とにかく、終始雨が降っている。このホテルのある地域は雨が多い、ということらしいが、それにしても雨が降っていない時がない。四六時中降っていて、陰鬱そのもの。ここまで雨ばかりだと、気分的にもかなり落ち込みそうな気がする。
そして、なぜかみんな外を歩くときに傘を差さないのね。ジェラール・フィリップ演ずるピエールもずぶ濡れであちこち歩いている。びしょ濡れのまま屋内に入って、着衣がびしょびしょのまま椅子に座ったりする。映画の内容以前に、そういうところが異様に気になってしまう。だって、あんな服着て部屋の中で普通に過ごすのってあり得なくない??ってね。
割と序盤で、ピエールが女性歌手を殺したことが推測できる展開になっており、そういう意味では、サスペンス性は薄い。けれども、どうして彼がそんな罪を犯したのか、、、が徐々に明らかになって行くという構成になっていて、なかなか見せてくれる。
ピエールがマルテと小屋で身を寄せ合って語り合うシーンがあって、ラブシーンが展開されるのかと思いきや、そうではなく、ピエールの鬱鬱とした心境が語られる。マルテに触れて、人肌のぬくもりを感じ、一瞬の安らぎを覚えるピエールの表情が何とも切ない。
本作は、冒頭に「この映画は孤児を差別する意図ではない」といった趣旨のテロップが出るのだが、要するに、ピエールを始めとした戦争孤児たちの置かれた厳しさを静かに告発する映画なのだろう。制作年からいって、まだ戦争の影響が色濃かった時代だろうし、戦争孤児は社会問題でもあったと思われる。
ピエールもかつてはこの陰鬱な場所でこき使われていたところ、女性歌手に拾われ、パリで燕としていい様に扱われていたというわけね。具体的に何があったのかは描かれていないが、堪りかねて女性歌手を手にかけてしまった、ということだろう。まあ、殺したくなる気持ちは分かる気がする。とはいえ、辛い思い出しかないこのホテルに、彼はどうしてやってきたのか、、、。ほかに行く所がなかったとはいえ、なぜこの場所、、、。
終盤、孤児の少年に「自分も昔ここで働いていた……」と身の上話をして、少年を勇気づけようとするピエールだが、少年にはほとんど響いていなさそうだったのが、また哀しい。天涯孤独で誰からも尊重されないでいると、手を差し延べてくれようとする人に対してさえ不信感しか持てないのだよね。
驚いたのはラストシーンで、“美しき浜辺”を、少年と関係を持っていた中年女夫婦が傘を差して歩いており立ち止まる。すると、カメラが一気に引き始め、カットなしで砂浜に跡もつかずに遠景まで引きの映像となる。今ならドローンで出来るだろうが、当時、一体どうやって撮影したのだろうか、、、と何度か見直してしまったけれど、当然、分からない。ネットで検索してみたけど、それに関する記述には行き当らなかった。

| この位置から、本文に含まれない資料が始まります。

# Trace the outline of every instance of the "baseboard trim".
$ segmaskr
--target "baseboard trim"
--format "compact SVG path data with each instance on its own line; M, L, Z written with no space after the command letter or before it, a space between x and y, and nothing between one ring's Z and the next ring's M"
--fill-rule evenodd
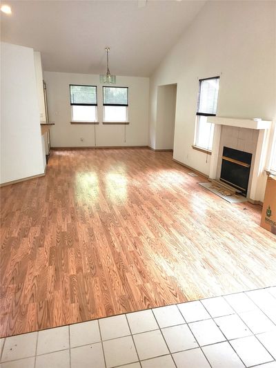
M261 206L261 207L264 206L264 202L262 201L255 201L255 200L251 200L250 198L248 198L247 201L249 202L249 203L251 203L251 204L257 204L257 206Z
M106 148L147 148L148 146L77 146L75 147L51 147L51 150L87 150Z
M148 146L148 148L150 148L150 150L154 151L155 152L173 152L173 150L170 148L155 149L155 148L152 148L152 147L150 147L150 146Z
M23 177L22 179L17 179L17 180L12 180L11 182L7 182L6 183L2 183L0 184L0 188L3 186L7 186L8 185L12 185L14 184L21 183L21 182L26 182L27 180L30 180L31 179L37 179L37 177L41 177L45 176L46 173L47 166L45 168L44 173L43 174L39 174L37 175L28 176L27 177Z
M206 179L208 179L208 175L206 175L206 174L204 174L204 173L201 173L201 171L199 171L198 170L196 170L195 168L193 168L193 167L188 166L186 164L183 164L183 162L180 162L180 161L177 161L177 159L172 159L172 161L176 162L177 164L179 164L179 165L181 165L182 166L186 167L186 168L188 168L189 170L191 170L194 173L196 173L197 174L199 175L200 176L203 176L204 177L206 177Z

本作は、ジェラール・フィリップ自らが資金集めまでしたという、彼の思い入れのある作品とのこと。彼の憂を帯びた表情はさすがの一言で、美しさがより哀切を増す。
ストーリー的にはシンプルだけに、今リメイクしたら、誰が監督しても、誰が主演であっても、この雰囲気は絶対に出せないだろうな、、、と思う次第。
舞台はフランスのどの地方なのでしょうか?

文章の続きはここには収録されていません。